Basti pensare che le false attestazioni in alcuni casi riguardavano sistema frenante parti meccaniche di vetture che a volte avevano oltre 15 anni di vita.

Lo hanno scoperto i finanzieri del Comando Provinciale di Roma che hanno arrestato il titolare di una ditta appaltatrice incaricata della manutenzioni ai veicoli. L’accusa è quella di truffa aggravata ai danni dello Stato e frode in pubbliche forniture.

Cotral, l’operazione “Manutenzione Fantasma”

Le indagini delle Fiamme Gialle sono durate circa due anni e hanno permesso di accertare reiterate condotte fraudolente da parte di diverse aziende fornitrici. Per manutenzioni mai effettuate (da cui il nome dell’operazione: “Manutenzione Fantasma“) le società intascavano le somme di denaro per le prestazioni grazie anche alla connivenza di alcuni dipendenti della Cotral stessa. Oltre all’arrestato sarebbero una cinquantina gli indagati a vario titolo, tra dipendenti e imprenditori.

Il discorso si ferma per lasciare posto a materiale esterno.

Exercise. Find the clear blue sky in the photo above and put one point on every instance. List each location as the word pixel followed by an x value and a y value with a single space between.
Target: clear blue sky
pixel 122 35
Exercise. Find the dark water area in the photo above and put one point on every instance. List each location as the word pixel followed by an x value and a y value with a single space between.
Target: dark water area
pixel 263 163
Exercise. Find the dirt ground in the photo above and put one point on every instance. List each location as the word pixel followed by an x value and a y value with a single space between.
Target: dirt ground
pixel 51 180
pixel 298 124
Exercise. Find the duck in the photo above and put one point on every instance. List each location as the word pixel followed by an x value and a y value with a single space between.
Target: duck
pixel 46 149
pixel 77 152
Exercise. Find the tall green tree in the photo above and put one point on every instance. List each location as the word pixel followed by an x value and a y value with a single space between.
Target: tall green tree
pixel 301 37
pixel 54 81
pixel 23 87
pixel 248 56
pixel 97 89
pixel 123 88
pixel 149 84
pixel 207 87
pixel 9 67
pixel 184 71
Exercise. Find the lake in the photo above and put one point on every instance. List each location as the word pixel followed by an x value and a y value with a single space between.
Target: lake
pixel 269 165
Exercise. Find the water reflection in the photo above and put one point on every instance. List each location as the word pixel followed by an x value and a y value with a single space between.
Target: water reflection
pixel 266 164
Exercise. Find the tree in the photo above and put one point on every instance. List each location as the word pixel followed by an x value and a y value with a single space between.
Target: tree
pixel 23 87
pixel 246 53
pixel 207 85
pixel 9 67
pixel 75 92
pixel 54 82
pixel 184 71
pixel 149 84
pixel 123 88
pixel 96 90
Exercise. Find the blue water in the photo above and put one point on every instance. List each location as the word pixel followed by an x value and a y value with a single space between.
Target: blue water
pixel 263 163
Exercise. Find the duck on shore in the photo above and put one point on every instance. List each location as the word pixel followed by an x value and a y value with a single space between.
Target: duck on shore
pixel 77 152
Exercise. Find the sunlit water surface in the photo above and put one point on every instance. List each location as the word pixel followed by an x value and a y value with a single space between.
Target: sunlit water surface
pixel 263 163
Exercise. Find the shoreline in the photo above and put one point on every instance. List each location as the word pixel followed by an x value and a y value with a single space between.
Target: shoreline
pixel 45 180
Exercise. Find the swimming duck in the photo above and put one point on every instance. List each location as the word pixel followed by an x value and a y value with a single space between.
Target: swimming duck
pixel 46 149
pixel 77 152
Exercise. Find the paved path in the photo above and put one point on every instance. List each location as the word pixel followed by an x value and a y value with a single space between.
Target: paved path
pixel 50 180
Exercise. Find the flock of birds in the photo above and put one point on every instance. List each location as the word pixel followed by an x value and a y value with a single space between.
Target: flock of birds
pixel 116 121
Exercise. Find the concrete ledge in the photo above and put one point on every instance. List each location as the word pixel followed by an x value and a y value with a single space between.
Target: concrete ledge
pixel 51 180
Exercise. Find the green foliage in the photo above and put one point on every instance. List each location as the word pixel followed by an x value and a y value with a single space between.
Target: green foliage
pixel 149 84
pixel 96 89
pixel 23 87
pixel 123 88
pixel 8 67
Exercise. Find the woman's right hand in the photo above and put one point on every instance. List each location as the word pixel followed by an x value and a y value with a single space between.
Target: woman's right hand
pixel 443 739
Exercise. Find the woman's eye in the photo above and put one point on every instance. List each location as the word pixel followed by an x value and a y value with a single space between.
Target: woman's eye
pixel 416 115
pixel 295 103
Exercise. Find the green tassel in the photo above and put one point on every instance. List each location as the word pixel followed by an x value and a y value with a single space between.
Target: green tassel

Una condotta in qualche modo rilevata dalla stessa Cotral che attraverso un’indagine ispettiva interna aveva accertato “criticità” nel rapporto con le aziende fornitrici.

Verità accertata dai finanzieri dopo lunghe indagini, intercettazioni telefoniche, perquisizioni, sequestri e studio di corposa documentazione che ha permesso di accertare il modus operandi delle ditte colpevoli. In particolare, quando andava sostituito un pezzo della vettura, solitamente si utilizzavano pezzi usati e ripuliti. Quando i pezzi nuovi arrivavano dalla Cotral, venivano trattenuti dalle ditte che sovente li rivendevano a terzi. Tutto sempre con la complicità di dipendenti interni all’azienda di trasporto laziale.

Il Nucleo Polizia Tributaria di Roma sta provvedendo al sequestro di 91mila euro – che corrisponde all’importo versato da Cotral per la taratura dei cronotachigrafi digitali. Un’attività che non sarebbe mai stata svolta.

L’arrestato

Noi dobbiamo rubà nei modi giusti!“. Sarebbe una frase estrapolata da un’intercettazione da addebitare a V.M., imprenditore 55enne, che secondo i finanzieri voleva “realizzare condottea ncor più raffinate per non farsi scoprire e per assicurarsi il profitto derivante dalle omesse o imperfette attività di manutenzione”. L’uomo è stato arrestato nell’ambito dell’operazione.